Jim Thorpe called Buck the greatest lineman he ever played with or against. Buck’s part in the Packers-Bears rivalry was significant, as John “Tarzan” Taylor of the Bears punched him in the nose, breaking it. That will forever be remembered as the beginning of the NFL’s oldest, most-storied and, at times, fiercest rivalry.
If we could have seen him play, or had the highlights, he might be ranked even higher. Buck is the oldest Packer on this all-time countdown and he definitely has one of the best names.
19. Josh Sitton, RG, 2008-2015:
College Team: Central Florida
A four-time Pro Bowl guard (three times in Green Bay), Sitton was an instrumental part of the Packers run to a Super Bowl XLV victory. We’ll forgive him for going to the Chicago Bears for the final two productive years of his NFL career, as it wasn’t his choice to leave. He was a salary cap casualty; a fate that greets most starting interior linemen for the Packers as they reach the age of 30.
His reputation in the minds of Packers fans as an excellent player is more than secure, even if he did end up playing for the Bears. Some people forget how good the Packers’ offensive line was early in Aaron Rodgers’ tenure.

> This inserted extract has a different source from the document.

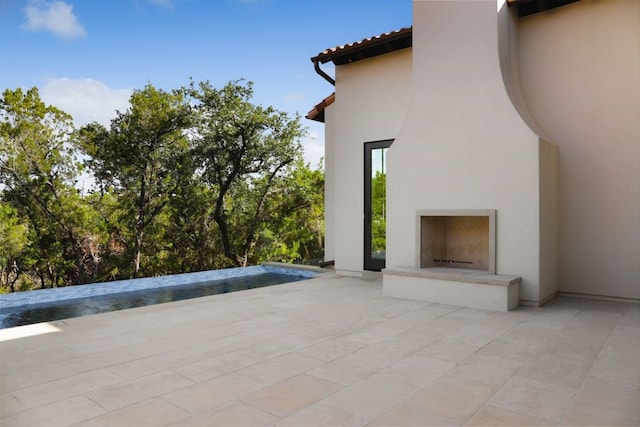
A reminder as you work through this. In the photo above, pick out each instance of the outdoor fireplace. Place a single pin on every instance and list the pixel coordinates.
(458, 239)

18. Corey Linsley, C, 2014-2020:
College Team: Ohio State
Linsley was thrown into the fire in Week 1 of his rookie season on the road in Seattle and he didn’t flinch. He was reliable from the beginning and ascended to becoming the best player at his position in the NFL by the ages of 28 and 29. Unfortunately, the salary cap is quite real and the Packers’ philosophy of walking away from interior linemen a year too early rather than a year too late (usually when they hit 30 years old) sent him on his way.

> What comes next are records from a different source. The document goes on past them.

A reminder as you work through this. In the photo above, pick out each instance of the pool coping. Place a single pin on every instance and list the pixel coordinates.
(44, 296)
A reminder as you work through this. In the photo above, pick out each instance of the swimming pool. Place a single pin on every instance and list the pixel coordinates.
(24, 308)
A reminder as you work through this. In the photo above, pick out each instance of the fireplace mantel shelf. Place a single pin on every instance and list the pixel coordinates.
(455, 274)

He is remembered as an intelligent, subtly hilarious Packer who was as good of a teammate as one could hope for. He’ll forever be the best center that Aaron Rodgers got to play with and no one can take that away from him. A few more years in Green Bay and Linsley could have potentially pushed for a Top 10 or 12 place. He was that good.

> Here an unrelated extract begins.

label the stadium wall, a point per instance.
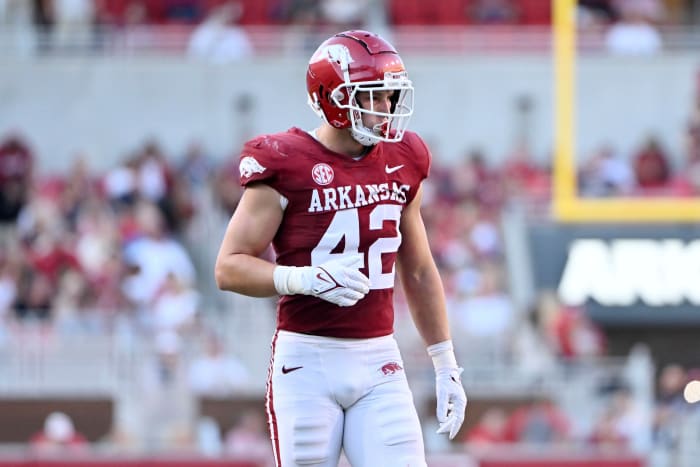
(108, 107)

17. Bryan Bulaga, LT, 2010-2019:
College Team: Iowa
Bryan Bulaga (eye-wuh) was a fan-favorite in Green Bay for a handful of years. As a rookie he bolstered the left side of the Packers’ line, but developed into one of the more reliable left tackles in football. He dealt with, and mostly overcame, injuries over the years, but no one ever questioned his toughness. Unfortunately, he was a cap casualty in 2020 as he reached the age of 30. Which is part of a larger trend that seemingly won’t be ending anytime soon in Green Bay.
Nationally, Bulaga never got the respect he deserved while in Green Bay. But as his career unfolded he did one hell of a job keeping Aaron Rodgers’ jersey clean. He was one of those guys that was just easy to root for wasn’t he?
16. Marco Rivera, RG, 1997-2004:
College Team: Penn State
Rivera was a late round selection and it took several years for him to show his talent, but once it clicked for him, he was one of the best. In each of his final six seasons with the Green Bay Packers Rivera started all 16 games. Reliable would be one of the first words to come to mind. A Pro Bowler in three consecutive seasons (2002-04), he will primarily be remembered for blocking for Ahman Green.
Green’s 2003 season remains one of the very best rushing seasons in Packers history and Rivera was a big reason why. That year he was named Second Team All-Pro by the Associated Press, despite battling a knee injury all season. Some people remember Rivera for committing penalties, but his talent far exceeded his propensity for drawing flags.